In the U.S., 1 in 10 infants born were preterm births in 2016. The preterm birth rate that year was 50% higher in black women as compared to white women, according to the CDC.

This new study sheds lights on the disparities affecting Latina/o women and babies.

“We were not surprised to find that black and Hispanic infants are at higher risk of very preterm morbidities given what we know about their increased risk to be born extremely premature, as well as our previous work that hospital quality of care may play a role in racial and ethnic disparities in very preterm morbidity,” Janevic told CNN.

“However, the magnitude of the disparities is striking,” she said. “Also, we were somewhat surprised regarding the finding of increased risk of retinopathy of prematurity among Asian very preterm infants, a finding that needs to be researched further to replicate and potentially explain.”

How Can We Promote Healthy Babies for All Women?

Mothers’ physical activity and healthy eating habits before and during pregnancy play a big role.

Breastfeeding also has many positive effects on children. Healthy eating and physical activity habits established during early childhood care settings also is a stepping stone toward lifelong health, according to a Salud America! research review.

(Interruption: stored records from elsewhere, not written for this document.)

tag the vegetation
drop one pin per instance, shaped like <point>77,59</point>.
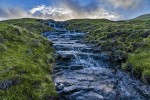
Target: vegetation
<point>129,41</point>
<point>25,61</point>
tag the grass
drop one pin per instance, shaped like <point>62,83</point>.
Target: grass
<point>130,39</point>
<point>25,61</point>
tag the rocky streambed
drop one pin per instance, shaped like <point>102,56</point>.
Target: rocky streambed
<point>81,73</point>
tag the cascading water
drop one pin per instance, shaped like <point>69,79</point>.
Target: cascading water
<point>82,74</point>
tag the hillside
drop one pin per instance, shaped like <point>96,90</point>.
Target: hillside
<point>25,61</point>
<point>127,41</point>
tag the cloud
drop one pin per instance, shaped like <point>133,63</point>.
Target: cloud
<point>76,9</point>
<point>12,12</point>
<point>71,9</point>
<point>127,4</point>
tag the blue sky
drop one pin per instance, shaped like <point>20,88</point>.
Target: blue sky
<point>71,9</point>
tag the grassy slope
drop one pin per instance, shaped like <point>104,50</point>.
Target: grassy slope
<point>128,38</point>
<point>25,60</point>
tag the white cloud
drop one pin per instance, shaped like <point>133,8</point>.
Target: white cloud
<point>66,12</point>
<point>38,8</point>
<point>127,4</point>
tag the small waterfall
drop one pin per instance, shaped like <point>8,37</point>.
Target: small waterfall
<point>81,74</point>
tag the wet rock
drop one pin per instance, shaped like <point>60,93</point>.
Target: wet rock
<point>65,57</point>
<point>76,67</point>
<point>9,83</point>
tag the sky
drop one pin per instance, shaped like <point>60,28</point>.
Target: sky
<point>73,9</point>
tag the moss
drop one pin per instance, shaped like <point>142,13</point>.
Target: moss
<point>26,61</point>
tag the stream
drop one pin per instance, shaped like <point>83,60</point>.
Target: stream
<point>81,73</point>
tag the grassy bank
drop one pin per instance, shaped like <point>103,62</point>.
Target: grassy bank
<point>25,61</point>
<point>129,41</point>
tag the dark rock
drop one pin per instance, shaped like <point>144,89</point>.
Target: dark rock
<point>76,67</point>
<point>9,83</point>
<point>65,57</point>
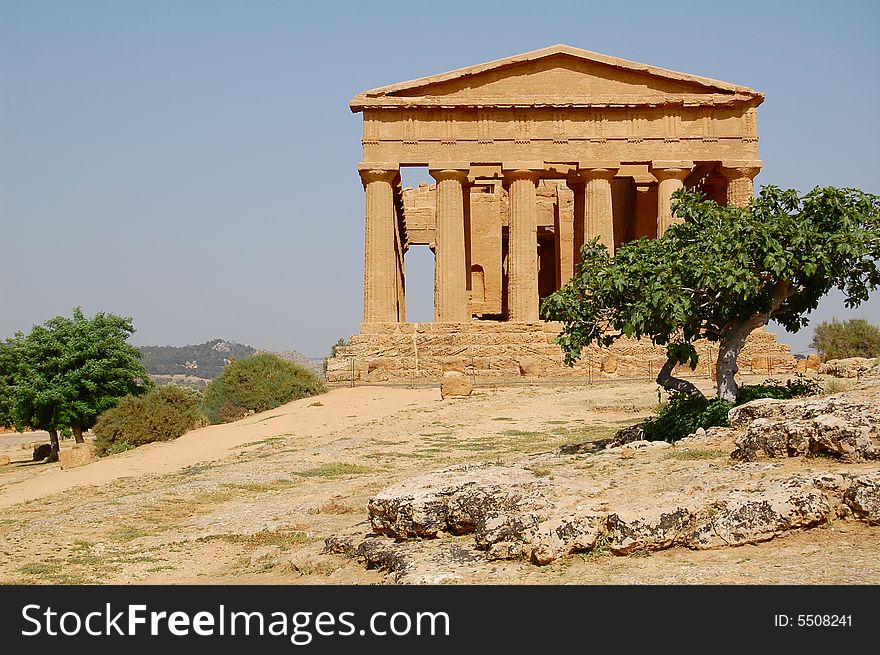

The research review made these policy recommendations:

  • Promote breastfeeding via formula marketing reduction, paid maternity leave, and break time or private places to express milk at work.
  • Enforce healthier eating and physical activity standards in early child care centers.
  • Use culturally tailored prenatal programs to promote breastfeeding, maternal healthy lifestyles, and proper infant feeding habits among Latinas.

“It will take a team effort to get Latino kids on the path to a healthy weight,” said Dr. Amelie G. Ramirez, director of Salud America! and the Institute for Health Promotion Research at UT Health San Antonio.